In the new post-Benefits Street dispensation, references to “poverty porn” have become commonplace. Initially this meant a sort of guilty pleasure at watching the pitiful antics of a presumably scrounging underclass, but the term has become ever less metaphorical. Earlier this month social commentators flaunted their sincerest outrage at popular trouser-free streaming site PornHub’s revelation that last year “British Chav” rose 23 places, to number nine on its list of the country’s most popular search terms. In a deliberate bid to shock, Yen opens with an elision of the two meanings; shaven headed, shirtless, lumpenprole teen brothers discussing the porn they are streaming, using only the most graphic of language.

Even before things start, as the audience enters the theatre, the brothers are already on stage. They are full of restless energy, rolling about, thrusting, climbing the jungle gym-like set, slithering out from under sofa-beds. Part toddler, part troglodyte, they immediately appear dim-witted and dangerous, and their initial exchange does nothing to dispel the notion.
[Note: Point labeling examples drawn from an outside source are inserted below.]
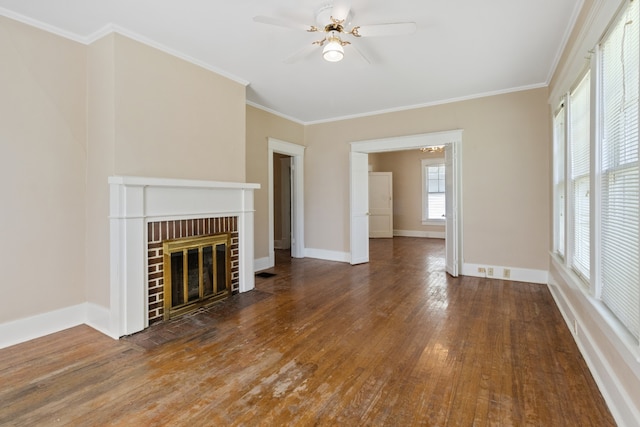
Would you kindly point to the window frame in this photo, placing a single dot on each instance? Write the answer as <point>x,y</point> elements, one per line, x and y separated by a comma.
<point>425,163</point>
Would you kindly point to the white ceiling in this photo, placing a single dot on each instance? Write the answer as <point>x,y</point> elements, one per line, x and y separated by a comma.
<point>461,49</point>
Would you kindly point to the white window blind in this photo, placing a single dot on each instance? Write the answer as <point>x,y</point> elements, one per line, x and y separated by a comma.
<point>620,271</point>
<point>436,192</point>
<point>579,141</point>
<point>559,182</point>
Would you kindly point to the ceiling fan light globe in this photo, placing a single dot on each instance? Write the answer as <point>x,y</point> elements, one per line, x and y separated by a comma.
<point>333,52</point>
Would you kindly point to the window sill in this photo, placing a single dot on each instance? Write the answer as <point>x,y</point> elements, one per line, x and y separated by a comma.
<point>433,222</point>
<point>619,336</point>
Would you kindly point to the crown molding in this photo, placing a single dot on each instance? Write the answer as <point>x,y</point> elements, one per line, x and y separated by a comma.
<point>116,29</point>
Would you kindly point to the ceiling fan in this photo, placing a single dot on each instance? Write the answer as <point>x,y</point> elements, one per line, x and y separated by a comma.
<point>333,20</point>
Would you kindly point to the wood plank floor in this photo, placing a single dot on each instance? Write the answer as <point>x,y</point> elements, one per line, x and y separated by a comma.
<point>394,342</point>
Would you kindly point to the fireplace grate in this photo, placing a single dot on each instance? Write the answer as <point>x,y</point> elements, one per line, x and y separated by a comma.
<point>197,272</point>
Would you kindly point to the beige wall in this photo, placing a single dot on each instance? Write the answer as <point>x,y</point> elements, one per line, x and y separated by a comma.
<point>406,167</point>
<point>174,119</point>
<point>262,125</point>
<point>42,170</point>
<point>611,355</point>
<point>73,115</point>
<point>505,174</point>
<point>100,165</point>
<point>152,114</point>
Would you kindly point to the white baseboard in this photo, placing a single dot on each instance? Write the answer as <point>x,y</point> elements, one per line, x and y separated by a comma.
<point>607,358</point>
<point>260,264</point>
<point>98,318</point>
<point>414,233</point>
<point>327,255</point>
<point>21,330</point>
<point>515,274</point>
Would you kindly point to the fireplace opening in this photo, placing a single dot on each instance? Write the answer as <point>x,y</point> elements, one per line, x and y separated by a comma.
<point>197,272</point>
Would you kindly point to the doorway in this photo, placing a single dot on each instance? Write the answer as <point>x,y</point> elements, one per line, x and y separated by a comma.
<point>295,155</point>
<point>452,140</point>
<point>282,202</point>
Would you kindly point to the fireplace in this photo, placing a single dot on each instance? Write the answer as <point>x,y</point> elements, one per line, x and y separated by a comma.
<point>144,212</point>
<point>193,242</point>
<point>197,272</point>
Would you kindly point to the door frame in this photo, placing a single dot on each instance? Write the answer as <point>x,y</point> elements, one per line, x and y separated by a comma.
<point>414,142</point>
<point>296,152</point>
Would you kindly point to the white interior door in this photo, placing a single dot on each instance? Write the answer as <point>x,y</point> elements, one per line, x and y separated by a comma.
<point>359,207</point>
<point>451,209</point>
<point>380,204</point>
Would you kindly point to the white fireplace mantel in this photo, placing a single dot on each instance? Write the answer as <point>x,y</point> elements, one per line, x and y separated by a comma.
<point>136,201</point>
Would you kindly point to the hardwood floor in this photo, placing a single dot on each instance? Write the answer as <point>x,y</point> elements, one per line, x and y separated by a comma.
<point>394,342</point>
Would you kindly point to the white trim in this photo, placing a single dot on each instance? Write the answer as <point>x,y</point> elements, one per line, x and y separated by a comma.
<point>623,406</point>
<point>565,39</point>
<point>275,113</point>
<point>43,26</point>
<point>18,331</point>
<point>424,163</point>
<point>133,203</point>
<point>429,104</point>
<point>591,32</point>
<point>422,234</point>
<point>297,209</point>
<point>327,255</point>
<point>410,142</point>
<point>515,274</point>
<point>98,318</point>
<point>111,28</point>
<point>407,142</point>
<point>260,264</point>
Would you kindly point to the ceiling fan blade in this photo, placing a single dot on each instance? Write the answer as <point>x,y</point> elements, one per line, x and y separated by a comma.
<point>301,54</point>
<point>395,29</point>
<point>341,9</point>
<point>281,23</point>
<point>359,53</point>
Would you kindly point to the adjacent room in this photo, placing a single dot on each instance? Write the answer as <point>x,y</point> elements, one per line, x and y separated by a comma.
<point>319,213</point>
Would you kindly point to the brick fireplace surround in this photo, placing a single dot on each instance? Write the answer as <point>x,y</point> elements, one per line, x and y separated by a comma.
<point>159,231</point>
<point>141,206</point>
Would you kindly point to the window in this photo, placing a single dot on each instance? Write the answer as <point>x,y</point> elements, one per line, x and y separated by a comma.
<point>619,179</point>
<point>558,181</point>
<point>602,174</point>
<point>579,142</point>
<point>433,191</point>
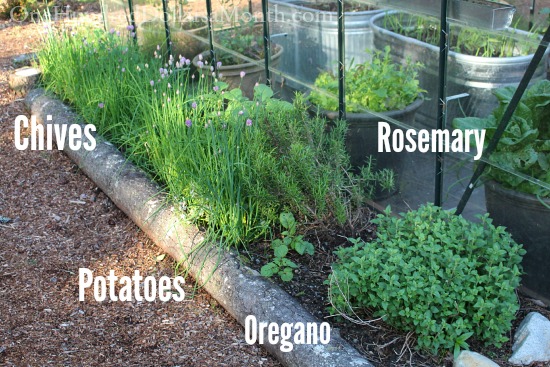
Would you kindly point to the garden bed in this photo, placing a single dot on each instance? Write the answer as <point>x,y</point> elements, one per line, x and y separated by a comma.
<point>258,159</point>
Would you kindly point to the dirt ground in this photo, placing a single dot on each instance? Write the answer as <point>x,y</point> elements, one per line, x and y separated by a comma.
<point>60,222</point>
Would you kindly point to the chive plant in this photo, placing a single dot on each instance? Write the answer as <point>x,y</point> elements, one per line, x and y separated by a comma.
<point>229,163</point>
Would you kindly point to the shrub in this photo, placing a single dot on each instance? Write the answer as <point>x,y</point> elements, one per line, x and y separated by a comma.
<point>379,85</point>
<point>230,163</point>
<point>433,273</point>
<point>525,144</point>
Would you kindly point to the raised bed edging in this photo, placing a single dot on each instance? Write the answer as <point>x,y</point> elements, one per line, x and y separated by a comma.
<point>241,290</point>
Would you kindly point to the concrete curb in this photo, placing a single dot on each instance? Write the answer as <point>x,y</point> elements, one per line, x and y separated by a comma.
<point>240,290</point>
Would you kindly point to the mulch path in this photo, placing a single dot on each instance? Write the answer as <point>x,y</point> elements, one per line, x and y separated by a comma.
<point>60,222</point>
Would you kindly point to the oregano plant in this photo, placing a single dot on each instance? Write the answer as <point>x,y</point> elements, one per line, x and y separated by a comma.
<point>280,264</point>
<point>434,273</point>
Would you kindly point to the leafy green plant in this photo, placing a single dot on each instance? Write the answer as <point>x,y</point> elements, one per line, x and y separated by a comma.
<point>22,9</point>
<point>465,40</point>
<point>525,144</point>
<point>243,38</point>
<point>280,264</point>
<point>229,163</point>
<point>434,273</point>
<point>378,85</point>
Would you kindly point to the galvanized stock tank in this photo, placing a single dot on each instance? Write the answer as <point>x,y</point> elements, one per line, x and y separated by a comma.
<point>475,75</point>
<point>311,44</point>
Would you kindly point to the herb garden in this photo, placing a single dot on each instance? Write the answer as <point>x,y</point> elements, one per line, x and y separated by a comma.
<point>263,133</point>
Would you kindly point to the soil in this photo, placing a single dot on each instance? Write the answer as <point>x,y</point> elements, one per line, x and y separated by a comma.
<point>380,343</point>
<point>59,221</point>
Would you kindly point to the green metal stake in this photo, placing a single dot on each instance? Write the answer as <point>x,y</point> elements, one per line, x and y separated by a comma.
<point>167,26</point>
<point>341,62</point>
<point>132,18</point>
<point>523,84</point>
<point>267,43</point>
<point>442,100</point>
<point>211,34</point>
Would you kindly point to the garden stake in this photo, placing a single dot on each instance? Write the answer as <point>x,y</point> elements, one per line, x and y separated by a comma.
<point>166,27</point>
<point>103,14</point>
<point>341,62</point>
<point>267,43</point>
<point>539,54</point>
<point>132,18</point>
<point>441,108</point>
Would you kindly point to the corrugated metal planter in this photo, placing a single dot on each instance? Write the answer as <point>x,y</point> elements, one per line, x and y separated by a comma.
<point>312,41</point>
<point>254,72</point>
<point>362,138</point>
<point>474,75</point>
<point>528,220</point>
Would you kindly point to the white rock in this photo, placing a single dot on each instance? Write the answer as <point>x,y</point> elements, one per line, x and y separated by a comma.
<point>473,359</point>
<point>532,340</point>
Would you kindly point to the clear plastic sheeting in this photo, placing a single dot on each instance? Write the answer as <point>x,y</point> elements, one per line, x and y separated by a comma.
<point>304,48</point>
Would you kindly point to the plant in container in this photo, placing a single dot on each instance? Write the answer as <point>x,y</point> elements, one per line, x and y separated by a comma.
<point>479,61</point>
<point>514,198</point>
<point>245,39</point>
<point>312,35</point>
<point>378,86</point>
<point>152,37</point>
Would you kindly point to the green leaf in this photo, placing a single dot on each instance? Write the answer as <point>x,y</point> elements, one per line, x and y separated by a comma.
<point>280,251</point>
<point>304,247</point>
<point>234,95</point>
<point>287,220</point>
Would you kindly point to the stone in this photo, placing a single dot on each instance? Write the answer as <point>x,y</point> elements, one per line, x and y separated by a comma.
<point>473,359</point>
<point>531,340</point>
<point>23,79</point>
Nor does the arrival of their neglectful, alcoholic mother. But when a neighbour, concerned for the welfare of their dog, inserts herself into their lives, the narrative moves away from a sort of mean-spirited Shameless, and momentarily the misery relents.

Although the quality and complexity of the narrative builds throughout the play, the way in which the characters reveal different aspects of themselves through their responses to one another demonstrates playwright Anna Jordan’s real flair for characterisation. The actors rise to the challenge, especially the younger brother, Bobbie, played by Jake Davies, who taps into the impulsive energy of a 13-year-old running off track, without responsible adult supervision. Likewise the well-intentioned neighbour Jenny, played by Annes Elwy, who is good, even saintly, without being sanctimonious, saccharine, or a simplistic saviour figure, ready to step in and rescue her social inferiors.

The staging, on the other hand is simplistic, bordering on the surreal. A dozen sodium lamps stand in for a big screen TV, while an electric bar heater plays a snarling Alsatian.

Walking out of the Royal Court, to the consumerist opulence of Sloane Square, the juxtaposition is stark, and it’s hard to shake the feeling you’ve just taken part in a little class tourism. If Yen’s purpose is to get you thinking about the state of the nation, then it succeeds.